Aside: The reason this probably didn't work for you is that you're missing an additional slash in your hdfs URI.

You wrote:

hadoop fs -cat hdfs://myfile.gz | zgrep "hi"

This attempts to contact the host or cluster called myfile.gz. What you really want is either hdfs:///myfile.gz or (assuming your config files are set up correctly), just myfile.gz, which the hadoop command should prepend with the correct cluster/namenode path defined by fs.defaultFS.

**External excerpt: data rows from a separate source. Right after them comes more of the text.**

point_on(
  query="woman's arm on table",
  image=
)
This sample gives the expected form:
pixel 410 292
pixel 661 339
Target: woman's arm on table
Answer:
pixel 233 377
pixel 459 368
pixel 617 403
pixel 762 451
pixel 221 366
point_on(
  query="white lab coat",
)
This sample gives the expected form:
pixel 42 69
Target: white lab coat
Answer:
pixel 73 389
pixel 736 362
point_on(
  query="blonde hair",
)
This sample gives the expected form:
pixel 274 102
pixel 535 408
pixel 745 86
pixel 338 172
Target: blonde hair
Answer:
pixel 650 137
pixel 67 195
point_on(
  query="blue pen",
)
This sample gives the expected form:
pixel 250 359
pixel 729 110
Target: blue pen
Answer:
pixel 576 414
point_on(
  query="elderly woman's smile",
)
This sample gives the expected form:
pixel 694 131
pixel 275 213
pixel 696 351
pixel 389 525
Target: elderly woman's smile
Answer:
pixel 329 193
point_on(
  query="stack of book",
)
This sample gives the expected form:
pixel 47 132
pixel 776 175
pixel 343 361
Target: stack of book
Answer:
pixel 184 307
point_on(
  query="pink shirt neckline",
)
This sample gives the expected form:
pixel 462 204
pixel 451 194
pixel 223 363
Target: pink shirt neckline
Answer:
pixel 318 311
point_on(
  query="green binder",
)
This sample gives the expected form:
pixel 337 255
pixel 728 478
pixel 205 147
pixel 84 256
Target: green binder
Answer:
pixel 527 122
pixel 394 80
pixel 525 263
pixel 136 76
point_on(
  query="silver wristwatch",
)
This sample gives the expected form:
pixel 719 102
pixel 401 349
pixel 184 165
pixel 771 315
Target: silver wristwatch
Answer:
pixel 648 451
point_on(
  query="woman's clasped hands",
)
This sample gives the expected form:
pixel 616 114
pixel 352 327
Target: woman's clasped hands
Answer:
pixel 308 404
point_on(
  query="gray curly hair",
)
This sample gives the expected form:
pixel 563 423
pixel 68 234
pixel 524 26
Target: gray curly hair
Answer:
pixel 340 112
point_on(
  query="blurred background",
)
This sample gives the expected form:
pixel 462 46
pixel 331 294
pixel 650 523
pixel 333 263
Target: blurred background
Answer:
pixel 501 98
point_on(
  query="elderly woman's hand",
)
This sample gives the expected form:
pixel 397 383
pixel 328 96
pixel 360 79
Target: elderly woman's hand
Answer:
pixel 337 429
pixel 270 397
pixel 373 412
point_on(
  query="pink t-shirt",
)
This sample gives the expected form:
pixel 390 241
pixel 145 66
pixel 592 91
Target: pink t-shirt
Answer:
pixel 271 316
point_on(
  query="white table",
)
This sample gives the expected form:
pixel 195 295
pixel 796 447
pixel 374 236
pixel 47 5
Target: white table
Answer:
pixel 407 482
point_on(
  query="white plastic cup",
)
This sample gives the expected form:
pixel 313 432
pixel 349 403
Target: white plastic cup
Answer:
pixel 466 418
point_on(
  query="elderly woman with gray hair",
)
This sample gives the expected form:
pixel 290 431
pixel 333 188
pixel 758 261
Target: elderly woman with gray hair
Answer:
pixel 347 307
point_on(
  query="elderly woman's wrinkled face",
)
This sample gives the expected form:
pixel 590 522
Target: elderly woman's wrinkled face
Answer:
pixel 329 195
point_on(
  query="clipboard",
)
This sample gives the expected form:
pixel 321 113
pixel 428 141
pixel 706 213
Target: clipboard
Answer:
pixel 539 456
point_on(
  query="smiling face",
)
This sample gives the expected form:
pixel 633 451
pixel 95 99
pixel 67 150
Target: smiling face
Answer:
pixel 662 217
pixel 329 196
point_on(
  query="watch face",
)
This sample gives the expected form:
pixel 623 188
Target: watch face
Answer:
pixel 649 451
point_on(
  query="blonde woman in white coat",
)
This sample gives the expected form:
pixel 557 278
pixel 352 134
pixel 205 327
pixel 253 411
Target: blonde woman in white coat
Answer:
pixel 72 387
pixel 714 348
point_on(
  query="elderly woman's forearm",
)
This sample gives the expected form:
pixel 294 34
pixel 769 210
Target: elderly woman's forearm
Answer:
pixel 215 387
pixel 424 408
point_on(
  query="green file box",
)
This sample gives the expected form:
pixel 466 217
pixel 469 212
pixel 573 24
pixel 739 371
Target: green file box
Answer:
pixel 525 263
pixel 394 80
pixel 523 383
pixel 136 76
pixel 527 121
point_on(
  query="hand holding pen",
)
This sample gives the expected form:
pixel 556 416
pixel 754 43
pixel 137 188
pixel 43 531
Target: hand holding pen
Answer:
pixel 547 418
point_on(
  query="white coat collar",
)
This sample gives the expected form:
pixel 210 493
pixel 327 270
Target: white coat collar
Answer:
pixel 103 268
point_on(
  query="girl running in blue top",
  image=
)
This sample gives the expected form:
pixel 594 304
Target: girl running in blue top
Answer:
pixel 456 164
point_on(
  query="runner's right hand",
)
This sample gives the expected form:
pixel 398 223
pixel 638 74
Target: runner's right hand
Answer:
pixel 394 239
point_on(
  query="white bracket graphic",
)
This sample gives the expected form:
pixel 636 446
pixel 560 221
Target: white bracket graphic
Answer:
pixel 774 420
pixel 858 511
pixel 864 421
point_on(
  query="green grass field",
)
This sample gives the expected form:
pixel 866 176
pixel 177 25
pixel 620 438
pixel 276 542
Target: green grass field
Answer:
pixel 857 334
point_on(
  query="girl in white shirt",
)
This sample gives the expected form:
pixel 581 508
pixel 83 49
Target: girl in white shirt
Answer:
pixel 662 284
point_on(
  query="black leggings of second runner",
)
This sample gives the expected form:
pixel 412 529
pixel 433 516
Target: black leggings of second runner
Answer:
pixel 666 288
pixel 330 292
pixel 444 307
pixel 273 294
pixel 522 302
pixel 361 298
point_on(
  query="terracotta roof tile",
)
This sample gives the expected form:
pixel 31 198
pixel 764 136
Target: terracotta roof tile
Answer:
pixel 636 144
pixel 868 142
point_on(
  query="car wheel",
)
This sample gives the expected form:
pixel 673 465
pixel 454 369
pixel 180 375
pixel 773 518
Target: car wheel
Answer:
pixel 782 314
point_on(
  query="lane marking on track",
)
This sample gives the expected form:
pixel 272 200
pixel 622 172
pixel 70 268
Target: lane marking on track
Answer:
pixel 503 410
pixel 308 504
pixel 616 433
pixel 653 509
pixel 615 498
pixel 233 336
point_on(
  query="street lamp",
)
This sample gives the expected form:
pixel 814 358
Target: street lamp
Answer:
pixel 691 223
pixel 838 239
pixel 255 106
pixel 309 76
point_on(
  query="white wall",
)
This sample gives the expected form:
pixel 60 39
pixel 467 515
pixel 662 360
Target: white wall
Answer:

The following works for me.

$ hadoop fs -ls hdfs:///user/hcoyote/foo.gz
Found 1 items
-rw-r--r--   3 hcoyote users    5184637 2015-02-20 12:17 hdfs:///user/hcoyote/foo.gz

$ hadoop fs -cat hdfs:///user/hcoyote/foo.gz | gzip -c -d | grep -c Authorization
425893

$ hadoop fs -cat hdfs:///user/hcoyote/foo.gz | zgrep -c Authorization
425893

Solution 2:

This command-line will automatically find the right decompressor for any simple text file and print the uncompressed data to standard output:

hadoop fs -text hdfs:///path/to/file [hdfs:///path/to/another/file]

I have used this for .snappy & .gz files. It probably works for .lzo and .bz2 files.

This is an important feature because Hadoop uses a custom file format for Snappy files. This is the only direct way to uncompress a Hadoop-created Snappy file. There is no command-line 'unsnappy' command like there is for the other compressors. I also don't know of any direct command that creates one. I've only created them as Hive table data.

Note: hadoop fs -text is single-threaded and runs the decompression on the machine where you run the command.